Q: Am I required to have an epidural?
A: No. An epidural is one option for pain relief during labor, but is usually done at your request and with your consent.
Q: What other methods of pain relief are available?
A: For some women, massage and breathing techniques may be adequate, and narcotic drugs are also available, although they might not provide as effective pain relief as an epidural. Your doctor may also inject a local anesthetic to the birth canal at the time of delivery.
Q: Are there patients who cannot have an epidural?
A: Certain medical conditions such as bleeding disorders, infections at the site of epidural, spine surgery or disease of the nervous system might make an epidural unadvisable. You should discuss any concerns with your anesthesiologist.
Q: Is an epidural painful?
A: A local anesthetic, which stings for a few seconds, is injected under the skin before insertion of the epidural to make you more comfortable. You may experience a feeling of pressure in the back during insertion. View an animated demonstration of an epidural insertion.
Q: Will the epidural slow my labor?
A: The dose and timing of an epidural are carefully tailored to your needs during labor. In fact, an epidural can improve the descent of your baby by relieving pain and relaxing the pelvic muscles.
There is controversy about whether epidurals and spinals will slow labor. This is not normally an issue during the first stage of labor (from the onset of regular contractions to full dilation of the cervix). However, it is possible that these techniques may prolong the duration of the second stage of labor (from full cervical dilation until delivery of the baby) by a few minutes.
The challenge of obstetric anesthesia is to make you as comfortable as possible without compromising your ability to push out your baby. To prevent this, we may slow or stop the infusion of epidural medication to enable you to regain some sensation of pushing and/or muscle strength. Because the epidural catheter remains in place, we can always administer additional doses if needed. Every woman is unique, and we will customize your pain relief to make you as comfortable as possible during the entire labor and delivery process.
Q: When should I have my epidural?
A: Most patients are able to receive an epidural once they are in adequate or active labor. Your provider will help you determine the best time for you, depending on your specific circumstance.
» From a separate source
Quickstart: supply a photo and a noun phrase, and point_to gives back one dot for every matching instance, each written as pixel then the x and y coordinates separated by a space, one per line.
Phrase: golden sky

An anesthesiologist is available for laboring patients around the clock to provide this service.
Q: How long does it take the epidural to work?
A: Normally, it takes 10 to 15 minutes for the epidural to take full effect. For women who receive the epidural in the active stage of labor, analgesia can take up to 20 minutes.
Q: Will I be numb?
A: The goal of epidural anesthesia is pain relief rather than total numbness, which can lead to decreased ability to push the baby out. Most patients experience numbness or tingling after the initial dose of medication, then gradually less numbness but continued pain relief. Patients are often aware of their contractions, but they should not be painful. As labor progresses, especially close to delivery, you may experience more pressure; this is difficult to alleviate and attempts to do so can lead to ineffective pushing, which can delay delivery.
Q: Will the epidural/spinal last long enough?
A: Yes. Epidural catheters are connected to a continuous infusion of medication that is stopped only after the baby is delivered. Except in rare circumstances, spinal anesthetics greatly exceed the time required for a Cesarean section.
Q: What if the epidural does not work?
A: The anesthesia team will assess the patient's response to the initial dose of medication. If the relief is not satisfactory, the epidural is reassessed. Options include administering additional medication, adjusting the catheter, or replacing the catheter.
Q: What if I need a C-Section?
A: Various factors influence the choice of anesthesia for a Caesarean section, but they are usually done under epidural or spinal anesthesia. You are numb from the level of the nipple line down, but will remain awake during the birth of your baby and your partner may be present.
If your baby needs to be delivered quickly due to an emergency situation or if epidural or spinal anesthesia is not adequate, general anesthesia may be necessary. (read more)
Q: Will any of these the medication affect my baby?
A: Medications used for labor and delivery are safe and normally do not affect the baby. Spinal and epidurals can cause the mother's blood pressure to decrease in the first few minutes, but your vital signs will be followed more frequently during this period and your anesthesiologist and nurse will closely monitor you and your baby throughout your labor and delivery.
Q: What are the risks and side effects of an epidural (or spinal)?
A: Some women experience a persistent headache. Other complications include incomplete anesthesia, low blood pressure, shivering and nausea. Recent studies have ruled out long-term back pain as a side effect of epidural anesthesia.
Q: What is a bolus?
A: A bolus is the administration of additional medication(s) through an epidural to alleviate pain.
Q: What is a PCEA?
A: PCEA stands for Patient Controlled Epidural Anesthesia and is a method that allows you to administer your own "extra" dose of medication if the pain intensifies.